Ex Libris: Colson Whitehead's The Intuitionist
Though I've read Colson Whitehead's The Intuitionist only recently, I thought the book has been under the radar of the reading public so much that I thought a review would be an 'act of shedding light'.
But that's not really correct: a check on the blurb inner pages says that Whitehead's first book has been Esquire's Best First Novel of the Year, USA Today Best First Novel of the Year, and GQ Best Book of the Mullenium among others.
Likewise, The Interstitial Arts Foundation even gave high marks for this book.
Interstitial? What's that, you say?
As academician and memoirist Heinz Insu Fenkl says here:
The word 'interstice' comes from the Latin roots inter (between) and sistere (to stand). Literally, it means to 'stand between' or 'stand in the middle.' It generally refers to a space between things: a chink in a fence, a gap in the clouds, a DMZ between nations at war, the potentially infinite space between two musical notes, a form of writing that defies genre classification.
In this case, Whitehead's hard-to-peg novel is interstitial for its use of speculative fiction mixed with noir particulars to address social and racial issues.
To wit: In an unnamed mid-century high-rise city that may or may not be New York City, Lila Mae Watson is a top elevator inspector for the Department of Elevator Inspectors, the first token black female inspector to be admitted. Likewise, Lila Mae is an intuitionist, which riles off the good ol' boys in her department who are mainly empiricists. (The Intuitionist school of thought uses "senses" through meditation to determine the condition of the elevators. On the other hand, the Empiricist school of thought focuses its attention on literal mechanical failures.) Unfortunately, it's election time at the department and Watson has been accused of incompetence when one of the elevators she just inspected came crashing down. As Whitehead writes in the aftermath of the elevator's destruction:
...there's nothing left but the sound of the crash, rising in the shaft, a fall in opposite: a soul.

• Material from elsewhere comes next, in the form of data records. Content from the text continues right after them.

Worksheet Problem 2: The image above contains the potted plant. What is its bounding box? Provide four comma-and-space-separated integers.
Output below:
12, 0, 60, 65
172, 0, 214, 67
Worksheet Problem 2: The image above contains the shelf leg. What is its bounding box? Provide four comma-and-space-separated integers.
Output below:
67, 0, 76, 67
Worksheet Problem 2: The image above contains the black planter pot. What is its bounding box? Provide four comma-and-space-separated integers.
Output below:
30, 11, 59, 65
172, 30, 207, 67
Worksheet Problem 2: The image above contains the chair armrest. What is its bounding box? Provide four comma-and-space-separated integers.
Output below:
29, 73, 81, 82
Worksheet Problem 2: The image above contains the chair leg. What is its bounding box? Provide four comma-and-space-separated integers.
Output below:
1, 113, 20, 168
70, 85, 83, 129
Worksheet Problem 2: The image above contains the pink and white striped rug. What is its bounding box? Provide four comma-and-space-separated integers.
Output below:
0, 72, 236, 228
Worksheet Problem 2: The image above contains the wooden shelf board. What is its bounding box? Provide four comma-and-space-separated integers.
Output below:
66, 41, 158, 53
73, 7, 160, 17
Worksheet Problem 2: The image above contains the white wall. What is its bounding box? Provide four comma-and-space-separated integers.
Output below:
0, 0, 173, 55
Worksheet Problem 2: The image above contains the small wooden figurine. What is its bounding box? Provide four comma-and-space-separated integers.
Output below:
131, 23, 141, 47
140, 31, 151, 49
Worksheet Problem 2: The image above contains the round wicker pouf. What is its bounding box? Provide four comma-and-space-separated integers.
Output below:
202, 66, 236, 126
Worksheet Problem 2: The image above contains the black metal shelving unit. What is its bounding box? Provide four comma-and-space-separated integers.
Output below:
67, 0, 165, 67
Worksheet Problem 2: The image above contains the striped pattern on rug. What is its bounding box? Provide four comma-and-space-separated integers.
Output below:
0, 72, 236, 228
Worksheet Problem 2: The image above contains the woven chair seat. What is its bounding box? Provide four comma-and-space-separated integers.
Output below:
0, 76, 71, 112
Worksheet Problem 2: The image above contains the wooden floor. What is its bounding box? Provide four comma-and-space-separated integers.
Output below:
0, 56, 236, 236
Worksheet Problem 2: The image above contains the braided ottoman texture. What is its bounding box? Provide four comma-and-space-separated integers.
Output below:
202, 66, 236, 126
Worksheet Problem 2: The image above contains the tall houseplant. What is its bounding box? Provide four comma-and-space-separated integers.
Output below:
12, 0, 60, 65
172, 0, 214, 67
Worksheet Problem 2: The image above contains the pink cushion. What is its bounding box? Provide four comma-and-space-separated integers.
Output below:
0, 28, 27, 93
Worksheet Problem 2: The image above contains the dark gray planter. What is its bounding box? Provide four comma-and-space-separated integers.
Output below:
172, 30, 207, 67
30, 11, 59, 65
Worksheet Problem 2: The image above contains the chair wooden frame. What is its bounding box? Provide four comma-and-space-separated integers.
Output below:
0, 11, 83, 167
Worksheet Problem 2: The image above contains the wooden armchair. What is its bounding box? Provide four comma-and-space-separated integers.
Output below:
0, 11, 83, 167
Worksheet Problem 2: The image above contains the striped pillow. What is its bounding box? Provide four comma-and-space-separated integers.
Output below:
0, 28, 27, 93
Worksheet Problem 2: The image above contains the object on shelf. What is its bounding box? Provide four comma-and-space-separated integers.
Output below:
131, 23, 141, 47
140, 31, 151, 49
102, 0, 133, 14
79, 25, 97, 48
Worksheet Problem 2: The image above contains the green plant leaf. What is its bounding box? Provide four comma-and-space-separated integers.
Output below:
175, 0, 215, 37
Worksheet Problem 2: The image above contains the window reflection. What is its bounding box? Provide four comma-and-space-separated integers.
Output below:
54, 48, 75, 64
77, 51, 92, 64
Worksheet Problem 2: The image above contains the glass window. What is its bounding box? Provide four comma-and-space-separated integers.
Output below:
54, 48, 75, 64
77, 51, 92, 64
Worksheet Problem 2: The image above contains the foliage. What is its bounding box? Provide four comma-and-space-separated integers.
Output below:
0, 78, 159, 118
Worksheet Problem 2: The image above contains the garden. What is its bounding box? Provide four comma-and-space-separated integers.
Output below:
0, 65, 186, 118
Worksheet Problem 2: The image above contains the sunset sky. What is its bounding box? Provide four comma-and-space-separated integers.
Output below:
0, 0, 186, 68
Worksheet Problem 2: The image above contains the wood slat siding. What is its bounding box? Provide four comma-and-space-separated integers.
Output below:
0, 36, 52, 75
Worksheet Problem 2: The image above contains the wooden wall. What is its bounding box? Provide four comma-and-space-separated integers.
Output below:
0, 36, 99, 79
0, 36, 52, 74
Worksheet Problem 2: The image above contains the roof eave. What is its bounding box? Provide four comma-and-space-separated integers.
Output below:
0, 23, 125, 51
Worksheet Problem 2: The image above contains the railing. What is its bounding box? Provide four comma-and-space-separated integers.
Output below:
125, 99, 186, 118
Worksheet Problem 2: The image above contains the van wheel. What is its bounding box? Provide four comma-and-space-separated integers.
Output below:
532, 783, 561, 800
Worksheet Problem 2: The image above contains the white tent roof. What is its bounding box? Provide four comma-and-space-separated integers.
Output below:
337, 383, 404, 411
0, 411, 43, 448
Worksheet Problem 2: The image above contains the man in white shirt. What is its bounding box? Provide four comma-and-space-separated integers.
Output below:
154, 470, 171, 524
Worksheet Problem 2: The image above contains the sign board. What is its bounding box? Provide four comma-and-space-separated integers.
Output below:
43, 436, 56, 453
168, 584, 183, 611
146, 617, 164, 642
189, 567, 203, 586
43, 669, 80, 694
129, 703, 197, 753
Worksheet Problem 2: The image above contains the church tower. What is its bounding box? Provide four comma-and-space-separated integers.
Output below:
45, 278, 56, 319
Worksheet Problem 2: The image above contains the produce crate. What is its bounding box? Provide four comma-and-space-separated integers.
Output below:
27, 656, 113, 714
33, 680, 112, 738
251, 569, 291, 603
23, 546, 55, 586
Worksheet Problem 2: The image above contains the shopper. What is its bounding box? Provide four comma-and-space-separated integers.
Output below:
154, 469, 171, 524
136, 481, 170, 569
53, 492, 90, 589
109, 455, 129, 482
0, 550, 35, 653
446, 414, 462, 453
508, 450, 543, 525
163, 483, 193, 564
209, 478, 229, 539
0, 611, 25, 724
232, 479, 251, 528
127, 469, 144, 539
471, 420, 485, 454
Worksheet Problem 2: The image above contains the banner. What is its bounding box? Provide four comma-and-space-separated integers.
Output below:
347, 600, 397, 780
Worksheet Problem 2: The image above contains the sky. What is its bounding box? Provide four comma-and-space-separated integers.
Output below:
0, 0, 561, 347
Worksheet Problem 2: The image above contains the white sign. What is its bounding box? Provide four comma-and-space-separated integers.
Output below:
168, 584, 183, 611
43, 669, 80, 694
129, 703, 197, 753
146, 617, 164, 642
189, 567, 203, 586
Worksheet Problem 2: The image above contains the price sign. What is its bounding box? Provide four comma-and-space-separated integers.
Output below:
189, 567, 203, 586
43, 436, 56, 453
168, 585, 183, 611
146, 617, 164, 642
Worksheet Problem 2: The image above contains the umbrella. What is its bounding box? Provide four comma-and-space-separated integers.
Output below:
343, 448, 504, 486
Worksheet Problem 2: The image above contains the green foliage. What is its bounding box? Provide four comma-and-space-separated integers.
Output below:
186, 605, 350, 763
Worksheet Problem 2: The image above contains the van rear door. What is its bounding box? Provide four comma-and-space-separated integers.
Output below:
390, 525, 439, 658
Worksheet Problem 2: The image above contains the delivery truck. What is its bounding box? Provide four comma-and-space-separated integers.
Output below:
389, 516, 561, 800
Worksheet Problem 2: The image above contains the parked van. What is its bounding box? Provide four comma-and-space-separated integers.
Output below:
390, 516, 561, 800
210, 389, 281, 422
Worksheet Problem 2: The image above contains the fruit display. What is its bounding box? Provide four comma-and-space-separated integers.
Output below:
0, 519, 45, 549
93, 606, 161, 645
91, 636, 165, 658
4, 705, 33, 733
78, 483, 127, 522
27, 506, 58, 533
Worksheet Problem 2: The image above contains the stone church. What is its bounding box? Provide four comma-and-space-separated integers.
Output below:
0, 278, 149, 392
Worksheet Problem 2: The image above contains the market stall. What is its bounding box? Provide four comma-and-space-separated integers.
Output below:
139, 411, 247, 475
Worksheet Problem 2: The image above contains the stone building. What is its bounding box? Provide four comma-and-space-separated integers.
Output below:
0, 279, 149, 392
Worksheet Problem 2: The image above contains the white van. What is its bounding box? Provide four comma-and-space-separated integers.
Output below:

To prove herself innocent of the crash, Watson goes underground to avoid both intuitionists' patronizing concern and empiricists' murderous attentions, as well as mob gangsters, government agents and the department's own internal affairs investigators. In the course of her quest, she discovers life-altering secrets about the Intuitionist's Founder, James Fulton, a visionary known to have been working on a "black box'' that would revolutionize elevator construction and alter the nature of urban life forever.
Recently, literary wunderkind Michael Chabon said: "Genre isn't just a box to be stuck in; it's also a window to look through." This is quite true in Whitehead's first novel. In The Intuitionist, Whitehead creates an idea of a parallel-universe-- a New York City with 19th-century politics and mores but with 21st century technological advances-- in order to probe at racial differences.
Whitehead does this perfectly through his creative look at elevators: the constant search for verticality and upward mobility in society despite its supposed architectural goal. This is symbolized through the different schools of thought, the high-rise buildings, and the actual fixation on elevators. As Whitehead pointed out succinctly:
"They looked at the skin of things." Lila Mae offers...
White people's reality is built on what things appear to be-- that's the business of Empiricism. They judge them on how they appear when held up to the light, the wear on the carriage buckle, the stress fractures in the motor casing. His skin.
Personally, this is what attracted me to the idea of speculative fiction in the first place: to address issues through imagination, to attack indirectly through speculation, to question tradition through subversion.
And that's why I read this stuff in the first place.